For $\epsilon$, construct the NFA

For $a \in \Sigma$, construct the NFA

Inductive Step: suppose $N(r)$ and $N(s)$ are NFAs for regular expressions $r$ and $s$. Then:

$r | s$:

$rs$:

$r^*$:

$(r)$: $N((r)) \equiv N(r)$

### Subset Construction

• Used to convert a NFA to DFA
• At most $2^n$ DFA states where $n$ is the total number of NFA states

Operations used:

Operation Description
$\epsilon$-closure($s$) Set of NFA states readable from NFA state $s$ on $\epsilon$-transitions
$\epsilon$-closure($T$) Set of NFA states readable from some state $s$ in $T$ on $\epsilon$-transitions
move($T$, $a$) Set of NFA states to which there is a transition on input $a$ from some state $s$ in $T$

where

• $s$ is a NFA state
• $T$ is a set of NFA states

#### Algorithm

let $s_0$ be the start state of the NFA;

DFAstates contains the only unmarked state $\epsilon$-closure($s_0$);

while there is an unmarked state $T$ in DFAstates do

$\quad$ mark $T$

$\quad$ for each input symbol $a$ do

$\qquad$ $U := \epsilon$-closure(move($T$, $a$));

$\qquad$ if $U$ is not in DFAstates then

$\qquad \quad$ add $U$ as an unmarked state in DFAstates;

$\qquad$ DFATrans[$T$, $a$] $:= U$;

$\quad$ done

done

### DFA Minimisation

let $\prod$ be the partition with the two groups:

1. one is the set of all final states

2. the other is the set of all non-final states

let $\prod_{new} = \prod$;

for each group $G$ in $\prod_{new}$ do

$\quad$ partition $G$ into subgroups such that two states $s$ and $t$

$\qquad$ are in the same subgroup iff for all input symbols

$\qquad$ $a$, states $s$ and $t$ have transitions on $a$ to

$\qquad$ states in the same group of $\prod_{new}$;

$\quad$ replace $G$ in $\prod_{new}$ by the set of subgroups formed;

done

### Chomsky’s Hierarchy

Grammar Known As Definition Machine
Type 0 Unrestricted grammar $\alpha \ne \epsilon$ Turing
Type 1 Context-sensitive grammar (CSG) $|\alpha| \le |\beta|$ Linear bounded
Type 2 Context-free grammar (CFG) $A \to \alpha$ Stack automation
Type 3 Regular grammar $A \to w \mid B w$ Finite state automation

## Context Free Grammars

### BNF

BNF is a notation for writing CFG’s.
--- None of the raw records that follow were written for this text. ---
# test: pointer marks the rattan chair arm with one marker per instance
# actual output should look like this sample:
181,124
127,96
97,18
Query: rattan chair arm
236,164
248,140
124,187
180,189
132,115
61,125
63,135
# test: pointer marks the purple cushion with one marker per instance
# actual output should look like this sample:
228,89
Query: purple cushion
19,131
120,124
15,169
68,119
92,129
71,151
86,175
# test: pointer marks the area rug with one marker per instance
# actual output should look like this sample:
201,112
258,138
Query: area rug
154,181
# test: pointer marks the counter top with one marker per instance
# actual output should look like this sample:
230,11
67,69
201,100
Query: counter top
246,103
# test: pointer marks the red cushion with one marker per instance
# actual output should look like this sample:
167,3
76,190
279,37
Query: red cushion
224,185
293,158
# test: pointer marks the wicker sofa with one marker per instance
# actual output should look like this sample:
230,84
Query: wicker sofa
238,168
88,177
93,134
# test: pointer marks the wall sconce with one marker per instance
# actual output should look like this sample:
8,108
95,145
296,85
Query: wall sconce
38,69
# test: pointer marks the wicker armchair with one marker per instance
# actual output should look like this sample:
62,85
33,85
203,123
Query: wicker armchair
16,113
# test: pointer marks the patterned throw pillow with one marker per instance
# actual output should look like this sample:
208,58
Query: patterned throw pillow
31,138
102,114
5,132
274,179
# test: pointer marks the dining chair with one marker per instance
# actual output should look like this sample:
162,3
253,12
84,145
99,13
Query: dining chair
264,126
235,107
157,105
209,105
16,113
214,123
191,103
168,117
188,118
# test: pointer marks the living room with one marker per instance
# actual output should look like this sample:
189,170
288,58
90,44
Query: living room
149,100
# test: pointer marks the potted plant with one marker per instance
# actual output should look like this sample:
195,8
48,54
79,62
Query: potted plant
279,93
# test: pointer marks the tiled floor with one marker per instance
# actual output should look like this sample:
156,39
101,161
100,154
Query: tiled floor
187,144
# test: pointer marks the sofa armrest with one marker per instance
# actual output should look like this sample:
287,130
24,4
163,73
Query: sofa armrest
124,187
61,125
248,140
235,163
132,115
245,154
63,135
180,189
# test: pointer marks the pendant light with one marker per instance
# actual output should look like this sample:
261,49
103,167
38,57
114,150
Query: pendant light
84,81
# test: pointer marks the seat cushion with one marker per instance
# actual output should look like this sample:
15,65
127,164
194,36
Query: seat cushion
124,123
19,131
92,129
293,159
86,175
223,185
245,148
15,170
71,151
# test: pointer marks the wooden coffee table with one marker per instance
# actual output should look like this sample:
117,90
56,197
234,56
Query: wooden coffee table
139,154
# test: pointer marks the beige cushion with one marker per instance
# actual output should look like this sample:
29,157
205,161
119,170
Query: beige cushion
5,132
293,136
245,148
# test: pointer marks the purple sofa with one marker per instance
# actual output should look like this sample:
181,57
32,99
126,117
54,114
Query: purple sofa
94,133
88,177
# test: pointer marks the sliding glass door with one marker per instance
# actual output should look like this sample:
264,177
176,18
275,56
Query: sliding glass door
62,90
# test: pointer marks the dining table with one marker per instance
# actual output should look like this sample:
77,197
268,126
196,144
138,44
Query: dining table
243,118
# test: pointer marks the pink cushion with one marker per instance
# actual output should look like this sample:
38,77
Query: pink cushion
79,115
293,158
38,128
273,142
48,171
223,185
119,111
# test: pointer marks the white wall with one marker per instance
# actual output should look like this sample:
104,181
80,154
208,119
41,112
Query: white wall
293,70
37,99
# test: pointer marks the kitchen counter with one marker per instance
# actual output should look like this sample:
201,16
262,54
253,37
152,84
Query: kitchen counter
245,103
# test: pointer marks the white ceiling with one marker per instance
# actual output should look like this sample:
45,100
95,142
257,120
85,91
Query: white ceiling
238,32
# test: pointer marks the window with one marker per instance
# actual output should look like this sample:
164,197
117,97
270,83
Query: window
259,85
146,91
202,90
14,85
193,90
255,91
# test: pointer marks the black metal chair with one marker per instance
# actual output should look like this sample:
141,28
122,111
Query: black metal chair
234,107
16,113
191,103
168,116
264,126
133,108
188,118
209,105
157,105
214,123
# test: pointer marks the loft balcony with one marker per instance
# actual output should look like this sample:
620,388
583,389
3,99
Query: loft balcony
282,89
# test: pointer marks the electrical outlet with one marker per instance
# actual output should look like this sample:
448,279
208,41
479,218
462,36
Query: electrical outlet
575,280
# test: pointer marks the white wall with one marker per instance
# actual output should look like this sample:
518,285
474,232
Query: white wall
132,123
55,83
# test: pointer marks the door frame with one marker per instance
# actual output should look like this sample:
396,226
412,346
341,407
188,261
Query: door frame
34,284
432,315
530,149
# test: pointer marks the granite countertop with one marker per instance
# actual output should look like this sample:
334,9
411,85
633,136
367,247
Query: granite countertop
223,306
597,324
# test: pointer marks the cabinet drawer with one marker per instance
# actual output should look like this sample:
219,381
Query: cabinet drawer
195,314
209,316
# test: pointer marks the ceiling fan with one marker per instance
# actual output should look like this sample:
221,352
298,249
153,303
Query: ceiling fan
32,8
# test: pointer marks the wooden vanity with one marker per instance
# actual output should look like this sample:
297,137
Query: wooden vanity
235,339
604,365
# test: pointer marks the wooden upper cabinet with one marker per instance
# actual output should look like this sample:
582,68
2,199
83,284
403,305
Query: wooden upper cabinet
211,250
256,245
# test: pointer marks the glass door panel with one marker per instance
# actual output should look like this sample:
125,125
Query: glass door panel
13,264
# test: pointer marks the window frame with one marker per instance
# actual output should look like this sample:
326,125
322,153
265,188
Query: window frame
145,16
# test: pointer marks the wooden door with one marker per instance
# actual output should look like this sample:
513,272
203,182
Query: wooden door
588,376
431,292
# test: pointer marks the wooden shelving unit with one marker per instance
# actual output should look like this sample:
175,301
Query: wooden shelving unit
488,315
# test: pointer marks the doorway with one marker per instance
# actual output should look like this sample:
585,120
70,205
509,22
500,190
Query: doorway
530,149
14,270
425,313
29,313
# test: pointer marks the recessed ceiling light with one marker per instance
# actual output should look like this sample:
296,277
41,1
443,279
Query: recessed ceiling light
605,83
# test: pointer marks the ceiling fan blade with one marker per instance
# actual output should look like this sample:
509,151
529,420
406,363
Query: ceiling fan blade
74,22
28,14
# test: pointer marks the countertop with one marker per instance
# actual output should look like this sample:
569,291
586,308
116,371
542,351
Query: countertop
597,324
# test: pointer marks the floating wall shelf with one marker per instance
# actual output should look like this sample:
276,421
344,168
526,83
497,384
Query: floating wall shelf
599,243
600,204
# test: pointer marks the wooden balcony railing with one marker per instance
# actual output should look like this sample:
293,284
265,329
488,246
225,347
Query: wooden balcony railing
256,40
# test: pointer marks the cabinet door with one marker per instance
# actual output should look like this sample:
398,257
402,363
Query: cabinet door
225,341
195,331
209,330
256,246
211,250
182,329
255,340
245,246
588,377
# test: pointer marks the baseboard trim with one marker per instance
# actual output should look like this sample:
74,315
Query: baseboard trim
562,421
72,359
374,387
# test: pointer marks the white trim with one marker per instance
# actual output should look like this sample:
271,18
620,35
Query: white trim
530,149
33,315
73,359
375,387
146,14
Each production $(A, \alpha)$ is written as $A \to \alpha$, where the arrow $\to$ means “is defined to be” or “derives”.

A vertical bar $|$ reads “or else”.

### EBNF

EBNF is an extended version of BNF, including regular expressions.

• $( \alpha )^*$ means that $\alpha$ can be repeated zero or more times
• $( \alpha )^+$ means that $\alpha$ can be repeated one or more times
• $( \alpha )?$ means that $\alpha$ is optional

### Derivations

A grammar derives sentences by:

1. Beginning with the start symbol
2. Repeatedly replacing a nonterminal by the right-hand side of a production with that nonterminal on the left-hand side, until there are no more nonterminals to replace

Such a sequence of replacements is called a derivation of the sentence being analysed.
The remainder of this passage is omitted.